Japan's weak economy hits home
| KYOTO, JAPAN
When the glass pot on Yuko Ohira's electric coffee maker cracked during dishwashing the other day, she found an old steel pan to take its place.
Until just a few months ago she would have immediately ordered the 5,500-yen (US$45) replacement pot without much thought.
But with the New Year's economic indicators threatening to make Japan's sagging economy even worse, getting used to an ugly makeshift coffeepot is one of the small lifestyle changes that are becoming more common for this middle-class household of nine.
Newsstands are filled with magazines predicting massive layoffs and corporate failures this year. Even the greetings in New Year's cards contained prayers for the strength to persevere instead of the customary optimism about the future.
The sputtering end to years of Japanese expansion and the government's inability to turn things around is hitting Japanese families such as the Ohiras, core supporters of Prime Minister Junichiro Koizumi and his plans to restructure the country's economy.
Mr. Koizumi's eight-month-old government promises to curtail the bureaucracy, strengthen Japan's social safety net, and foster new industry. But because many bureaucrats and rival politicians are against Koizumi's plans, a dip in his 70-percent-plus approval rating could be fatal.
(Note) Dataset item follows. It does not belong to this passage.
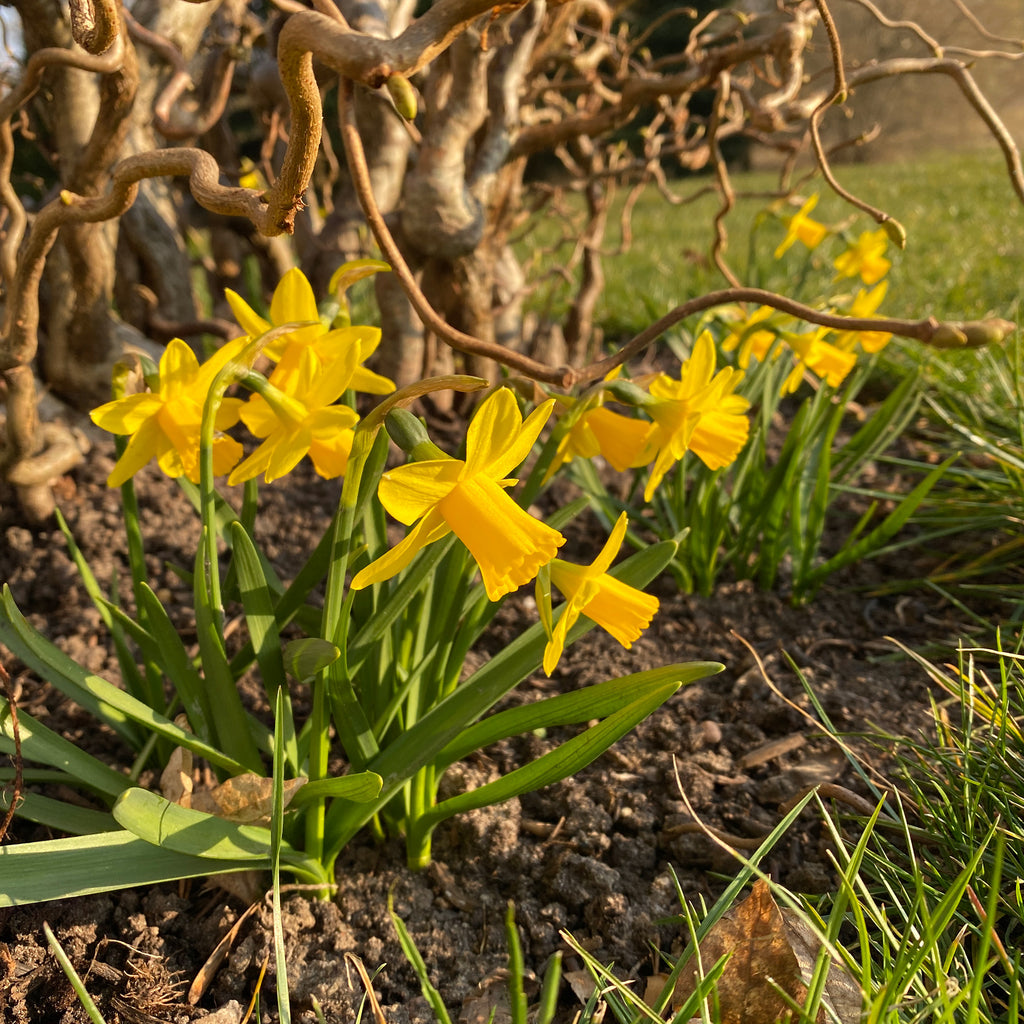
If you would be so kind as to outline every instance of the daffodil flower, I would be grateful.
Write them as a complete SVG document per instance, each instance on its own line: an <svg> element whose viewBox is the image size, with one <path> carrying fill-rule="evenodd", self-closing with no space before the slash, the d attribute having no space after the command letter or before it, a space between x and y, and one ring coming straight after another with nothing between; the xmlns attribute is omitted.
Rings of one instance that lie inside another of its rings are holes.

Indeed, money is tighter than ever at the Ohira house because the family-run contracting business, which thrived for decades here near the center of Japan's ancient capital, is drying up. The mainstay business of building and remodeling homes is faltering, so they have started importing building materials and are paring expenses from their three-person staff.
Still, the Ohiras say the cost of educating three kids and caring for two grandparents in their 80s is rising as the government tries to trim its own budget.
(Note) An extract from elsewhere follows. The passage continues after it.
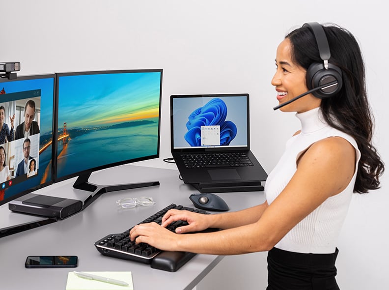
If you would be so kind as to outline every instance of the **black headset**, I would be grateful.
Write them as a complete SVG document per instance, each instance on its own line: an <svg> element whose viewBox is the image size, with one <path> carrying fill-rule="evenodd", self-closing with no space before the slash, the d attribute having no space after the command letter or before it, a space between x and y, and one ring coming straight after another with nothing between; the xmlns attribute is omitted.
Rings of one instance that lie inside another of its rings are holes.
<svg viewBox="0 0 389 290"><path fill-rule="evenodd" d="M309 89L336 81L336 83L324 88L318 89L312 93L319 99L332 97L336 94L342 88L342 70L334 64L328 63L331 57L330 46L326 33L323 27L317 22L306 23L306 26L313 32L316 38L319 54L323 60L322 62L314 62L306 71L306 85Z"/></svg>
"Things have never been so tough,'' says Hiroshi Ohira, sitting in the kitchen of the family home, a structure dating back a century, one that's seen Japan's wartime destruction and decades of postwar growth.
To cope with the slow economy, the family shelved plans to expand their business and refurbish the home where Mr. Ohira and his two brothers grew up. Instead, they've boarded up half the house to cut heating and maintenance expenses. The TV remote is bandaged with masking tape instead of being replaced.
The cutbacks might not seem like much during a global recession and at a time when images of Afghan refugees appear on most Japanese TV news shows.
While laborers, dropouts, and others on the fringes of Japanese society have been squeezed for years, the sacrifices of the Ohiras show the country's doldrums are hitting working families too.
"Things are getting bad for the majority of people for the first time," said Shigenori Okazaki, an analyst at UBS Warburg, a financial services firm. "The New Year is going to hurt."
Unlike American consumers who are pressured by credit-card debt or losses from investments made in the dotcom stock boom, the Ohiras's problems don't have an obvious cause. In contrast to Japanese who bought property in the late-1980s "bubble" and then saw values fall by 80 percent, they managed to prosper all through the last decade of Japan's economic slump.
Japanese say things are bad and they can feel them getting worse. An Asahi newspaper survey found that more Japanese feel "economic pain" in their daily lives now than ever before.
Japan's jobless rate stands at a record 5.5 percent, meaning 3.5 million are out of work, including 1 million heads of households. Personal bankruptcies, the number of homeless, reports of domestic violence, suicides - all are at record highs.
But a glimmer of hope flickered over the weekend when Koizumi and Singapore's Prime Minister Goh Chok Tong signed a free-trade pact that is expected to remove tariffs on almost all goods traded between the two countries.
Koizumi said in a speech yesterday that the reason Japan's economy has stagnated is that "Japan's previous success had made us complacent," but that reforms were under way to restore financial growth. "I believe the Japanese economy will pick up for sure with the reform so that we can be a locomotive engine again for the regional economy," Koizumi said.
Japan's move was an apparent bid to catch up with Beijing's financial maneuvering.
In November, Japan was left out in the cold when China and the 10-member Association of Southeast Asian Nations agreed to create the world's most-populous free-trade bloc within 10 years, covering 2 billion consumers.
Kyoto, as a city, too, may be better off than many others. Computer company Kyocera, video game maker Nintendo, and Murata Manufacturing are growing, a high-tech business park with 130 businesses is expanding, and the city's universities and research centers remain, despite the nationwide slump. Terrorist attacks overseas have Japanese tourists returning to take another look at Kyoto's temples and gardens, adding at least a temporary boost.
But downsizing and worry about the future is hurting even more. Closure of a Nissan Motor factory in Kyoto and the collapse of a local retailer cut thousands of jobs.
A New Year's survey of local companies by Kyoto's main newspaper found 72 percent expect 2002 to be worse.
Indeed, even the Ohiras - both college graduates who saw their finances improve generally every year since 1971, when they got married and took their last overseas vacation - are worried.
"I don't know what will happen this year, but it's not going to be good," Ohira says.
Material from wire services was used in this report.